My bees refused to stay in KTBH. Thus, I am using reduced (no bottom and/or sides) foundationless frames in the Lang. I was trying many different designs of the frame and "starter strip". In my opinion, there is no winner - all designs works approximately the same to me. If interested, there are bunch of pictures of foundationless frames in "picture gallery". I sort of ended up with groove filled up with wax, but it is just because it is simpler to me. I think, as in any business with bees, the girls have their own way. Once they get used to frame and starter strip of particular kind - they drawn perfect comb if they wanted! When I add empty frame/bar - I always try to put it between at least partially drawn frames/bars. Another trick to me is to remove frames/bars with honey as it is completed. My observation is that if completed frame with honey is sitting in the hive for while - girls got into "renovation" mood and than, one could expect all kinds of bee-creativity! I am not sure if these observations are true for TBH.


----------



## mhorowit (Sep 25, 2011)

Cacklewack said:


> I've used popsicle sticks and wedge guides like the ones we sell (http://www.beethinking.com/top-bars). I've not really seen any difference in success -- both work great for me. What is critical, of course, is monitoring the hive after the first couple weeks of comb production. This is where things usually start going wrong, and unless you intervene they always get worse.
> 
> Matt


That's the secret. Which means frequesnt looking and when you're a newbie, approaching the hive is a bit daunting - Mike


----------



## Beethinking (Jun 2, 2008)

Mike -- Which is why I try to make it clear to beekeepers new and old that top bar hives are NOT less hands-on than other hives. But in fact, they require more maintenance/monitoring at least early on while the colony is building the majority of their combs. If people want a hive they can dump bees into and largely ignore, a Langstroth or a Warre is a better solution.


----------



## mhorowit (Sep 25, 2011)

Cacklewack said:


> Mike -- Which is why I try to make it clear to beekeepers new and old that top bar hives are NOT less hands-on than other hives. But in fact, they require more maintenance/monitoring at least early on while the colony is building the majority of their combs. If people want a hive they can dump bees into and largely ignore, a Langstroth or a Warre is a better solution.

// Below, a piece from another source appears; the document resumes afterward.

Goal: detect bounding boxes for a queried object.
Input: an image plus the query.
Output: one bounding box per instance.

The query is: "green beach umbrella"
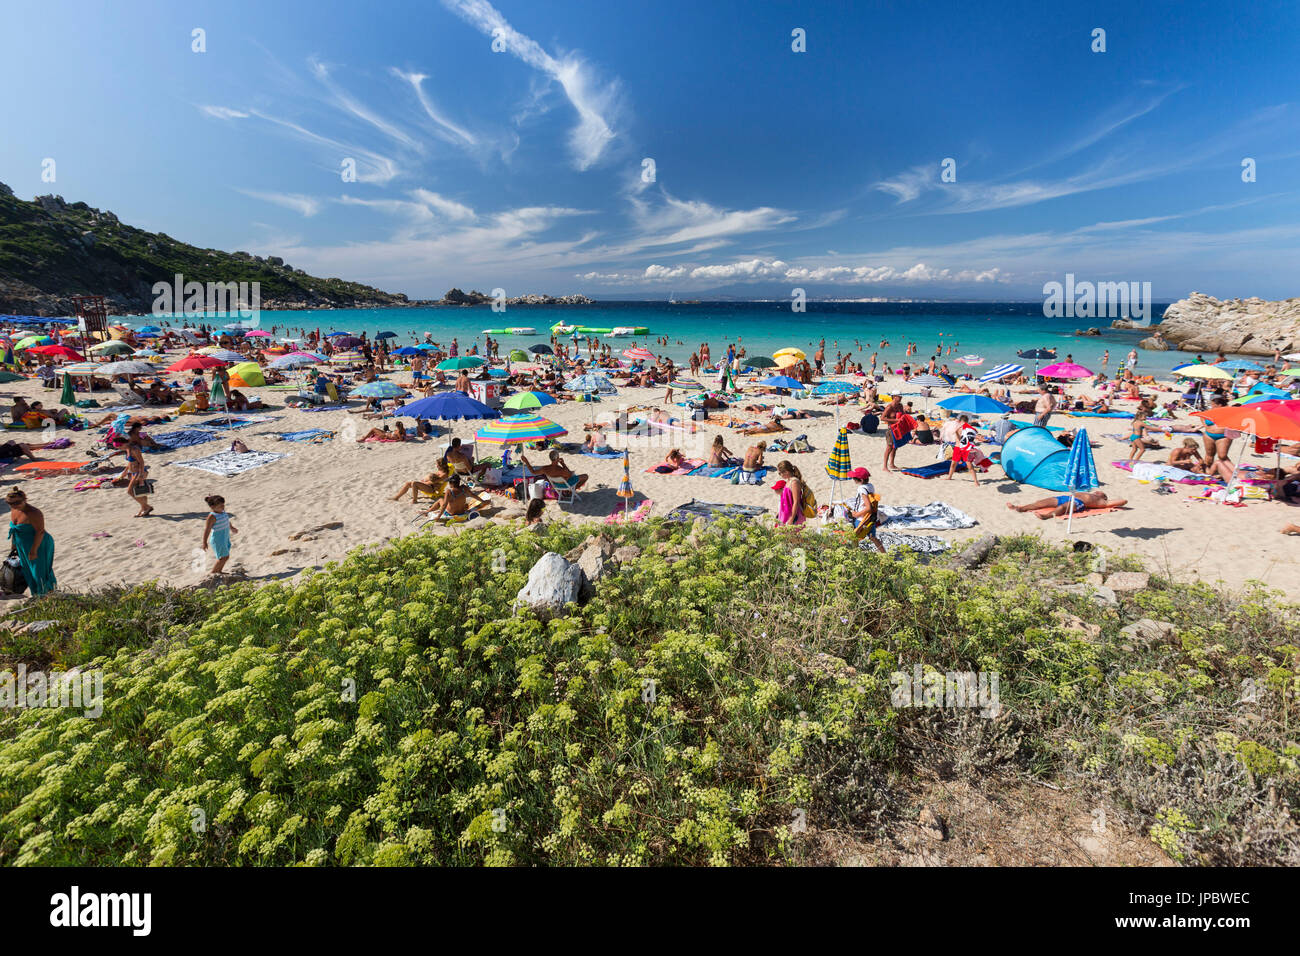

Right; that's why in the back of my mind I'm thinking of a 30 bar "long hive"; best of both worlds - Mike


----------



## Michael Bush (Aug 2, 2002)

I've had the best luck with a triangular comb guide. I cut mine from the corner of a one by, but you can buy chamfer molding and it works just as well.


----------



## jim314 (Feb 12, 2011)

Chamfer molding worked good for me also.


----------



## Mr.Beeman (May 19, 2012)

I had some leftover 1/8" x 1/2" rippings from a project so I used them. I dumped in the swarm and carefully inspected the comb building process for a month or so. For the most part the girls did well all by themselves. Only a few combs needed some attention.
Within four months 27 out of 29 bars had full combs on them.
BTW, sorry about the loss of your hive.


----------



## kenneth_church (Feb 14, 2012)

I filled a saw blade groove with wax. After the wax dried I ran a blade held at an angle along the entire length of the wax filled grove to create a "burr" of wax. The bees started building comb along the burr and have had no trouble.


----------



## cerezha (Oct 11, 2011)

kenneth_church said:


> I filled a saw blade groove with wax. After the wax dried I ran a blade held at an angle along the entire length of the wax filled grove to create a "burr" of wax. The bees started building comb along the burr and have had no trouble.


 Could you provide a picture? I do not understand what blade do? Just melt wax? My current technique is exactly as yours - saw blade grove filled with wax, but without second part (burr wax). Sergey


----------



## Maryland Beekeeper (Nov 1, 2012)

I've tried over a dozen variations. Clear winner is 1/2" strip of wax foundation running full length of TB and painted in groove w/ melted bees wax. B careful w/ triangle, the degree of angle is important for structural integrity due to angle of comb construction. 
Cheers,
Drew


----------